Sabía que el sueño mezclaba lo sencillo y lo complejo en un pantano emocional. Lo comprendía y, aun así, no quería hacerlo. Como su figura aquella noche bajo la lona, combinaba lo oculto con lo vulnerable. En la realidad, había sido letal yendo un pasito por delante. En el sueño, se convertía en una víctima yendo un pasito por detrás. Y, a pesar de ser psicoanalista, se le escapaba su verdadero significado. Próximo, pero esquivo.

Cinco años después

Detestaba las turbulencias.

Era algo relativamente nuevo en su vida, un miedo que le había surgido de forma inesperada los últimos meses. A diez mil seiscientos metros de altura, cada vez que el avión daba alguna sacudida, Ricky Starks sentía aumentar su angustia. El estómago cerrado. Las palmas sudorosas. Era la perfecta contradicción entre lo que sabía con certeza (que los bandazos y las oscilaciones eran perfectamente normales, nada por lo que hubiera que preocuparse demasiado) y lo que imaginaba en lo más profundo de su ser (que cada vez que el avión parecía patinar por el aire, los pilotos estaban perdiendo frenéticamente el control). Encajado en su asiento de primera clase, era totalmente incapaz de hacer nada al respecto. Sabía que había muchos medicamentos que servían para combatir esos repentinos ataques de ansiedad. A menudo se los recetaba a sus pacientes, pero nunca a sí mismo. Jamás había intentado cuestionarse esa absurda bravuconada suya de «puedo aguantarlo», aparte de pensar de vez en cuando a qué obedecería y, acto seguido, rechazar la pregunta antes de encontrar una respuesta.

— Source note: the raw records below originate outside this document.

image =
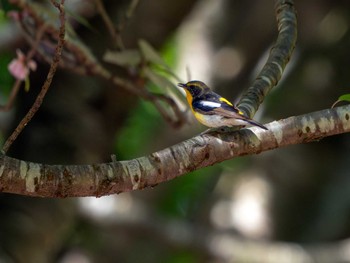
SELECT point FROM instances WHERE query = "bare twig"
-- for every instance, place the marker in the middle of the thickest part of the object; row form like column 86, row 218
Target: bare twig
column 128, row 14
column 278, row 58
column 35, row 107
column 17, row 84
column 13, row 94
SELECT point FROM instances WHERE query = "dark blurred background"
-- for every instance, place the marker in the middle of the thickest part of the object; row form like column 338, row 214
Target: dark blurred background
column 286, row 205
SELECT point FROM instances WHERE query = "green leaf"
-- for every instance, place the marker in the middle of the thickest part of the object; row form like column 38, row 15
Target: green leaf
column 124, row 58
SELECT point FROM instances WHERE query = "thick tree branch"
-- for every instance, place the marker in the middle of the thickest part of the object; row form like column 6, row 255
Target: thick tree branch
column 43, row 180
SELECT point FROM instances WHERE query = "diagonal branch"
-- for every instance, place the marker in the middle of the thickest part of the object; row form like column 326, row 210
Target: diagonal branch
column 43, row 180
column 279, row 56
column 35, row 107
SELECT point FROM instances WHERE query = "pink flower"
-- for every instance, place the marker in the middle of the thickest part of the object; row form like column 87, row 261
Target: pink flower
column 19, row 67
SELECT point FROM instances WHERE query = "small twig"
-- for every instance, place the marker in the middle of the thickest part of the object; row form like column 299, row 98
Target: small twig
column 279, row 56
column 116, row 38
column 129, row 13
column 35, row 107
column 14, row 92
column 17, row 84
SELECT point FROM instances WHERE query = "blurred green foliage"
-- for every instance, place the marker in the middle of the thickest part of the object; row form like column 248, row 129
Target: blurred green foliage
column 6, row 80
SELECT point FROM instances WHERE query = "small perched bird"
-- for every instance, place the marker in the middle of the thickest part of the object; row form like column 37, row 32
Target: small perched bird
column 211, row 109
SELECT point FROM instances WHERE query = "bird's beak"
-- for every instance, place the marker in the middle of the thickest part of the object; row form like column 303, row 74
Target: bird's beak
column 181, row 85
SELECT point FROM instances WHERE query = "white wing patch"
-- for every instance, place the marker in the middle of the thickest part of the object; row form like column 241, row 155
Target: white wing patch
column 207, row 103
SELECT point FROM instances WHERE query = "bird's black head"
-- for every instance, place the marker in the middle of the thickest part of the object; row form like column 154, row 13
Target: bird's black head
column 194, row 87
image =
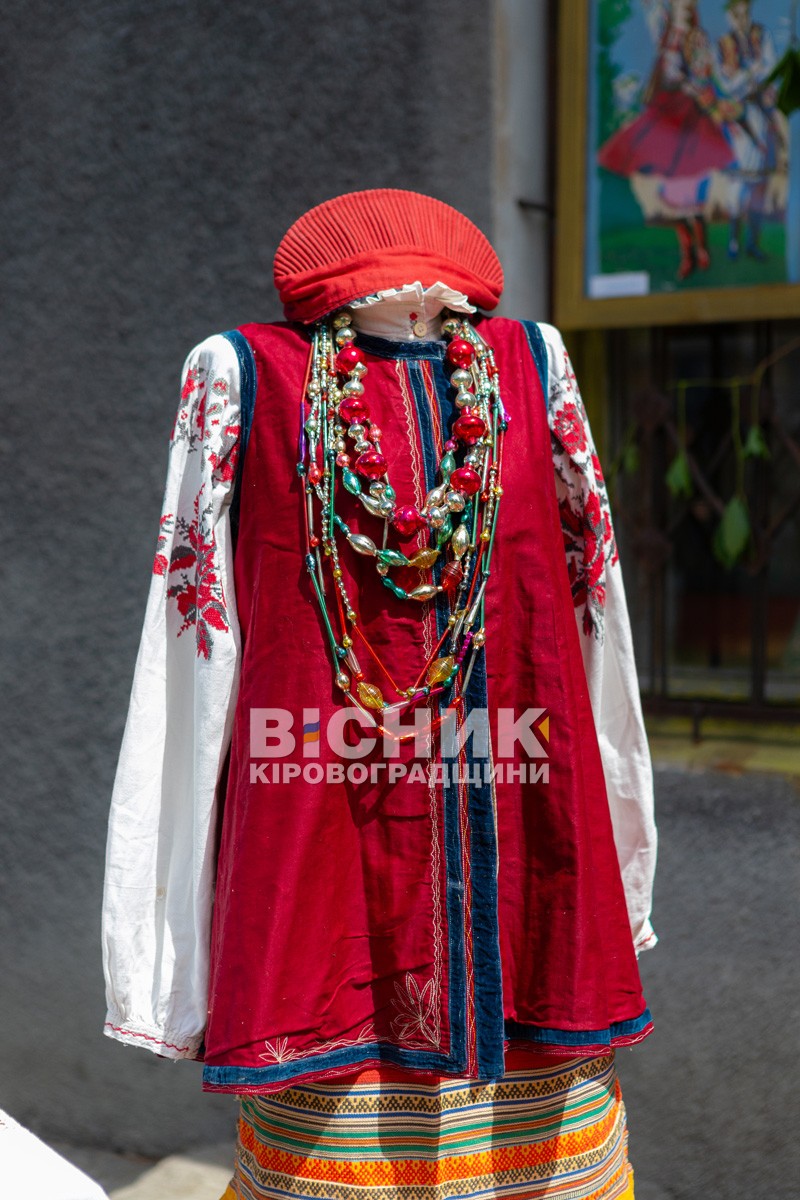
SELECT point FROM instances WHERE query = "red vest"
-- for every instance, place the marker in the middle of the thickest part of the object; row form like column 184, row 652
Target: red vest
column 426, row 922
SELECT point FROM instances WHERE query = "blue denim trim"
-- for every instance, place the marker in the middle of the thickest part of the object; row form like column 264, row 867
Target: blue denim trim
column 483, row 869
column 247, row 385
column 385, row 1051
column 453, row 877
column 582, row 1037
column 539, row 352
column 483, row 850
column 388, row 348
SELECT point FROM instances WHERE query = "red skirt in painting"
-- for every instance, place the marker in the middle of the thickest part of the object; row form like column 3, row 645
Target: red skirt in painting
column 672, row 137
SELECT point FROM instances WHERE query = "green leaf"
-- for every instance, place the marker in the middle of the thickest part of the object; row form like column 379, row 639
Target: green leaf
column 679, row 478
column 787, row 70
column 732, row 535
column 756, row 444
column 392, row 558
column 631, row 459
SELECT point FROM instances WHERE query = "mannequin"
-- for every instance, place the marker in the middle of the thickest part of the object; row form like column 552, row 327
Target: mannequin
column 469, row 934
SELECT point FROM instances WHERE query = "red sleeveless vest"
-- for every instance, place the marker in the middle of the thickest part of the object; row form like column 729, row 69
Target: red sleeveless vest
column 431, row 921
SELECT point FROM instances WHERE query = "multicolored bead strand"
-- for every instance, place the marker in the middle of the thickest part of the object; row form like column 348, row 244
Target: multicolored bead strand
column 459, row 511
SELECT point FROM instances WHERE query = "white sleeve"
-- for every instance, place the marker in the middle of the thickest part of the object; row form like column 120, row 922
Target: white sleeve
column 161, row 855
column 605, row 633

Volaba a Washington para dar un discurso en un seminario del Instituto Nacional de la Salud sobre los trastornos de estrés postraumático que afectaban a los jóvenes supervivientes del huracán Katrina y la posterior inundación que había golpeado Nueva Orleans. Las fotografías de la catástrofe, con personas subidas a los tejados de sus casas, calles inundadas y escenas de desesperación en el interior del estadio Superdome, lo había atraído poderosamente a la ciudad. La tormenta se había desatado poco tiempo después de que hubiera recuperado su nombre: se había deshecho por fin de la falsa identidad de Richard Lively, adoptada tras su encuentro con la familia que quería matarlo, y, prudentemente, había vuelto a ser un poco quien era: el doctor Frederick Starks; viudo, solitario, antiguo psicoanalista adinerado de Nueva York y figura emergente en la jerarquía de psicoterapeutas de esa ciudad.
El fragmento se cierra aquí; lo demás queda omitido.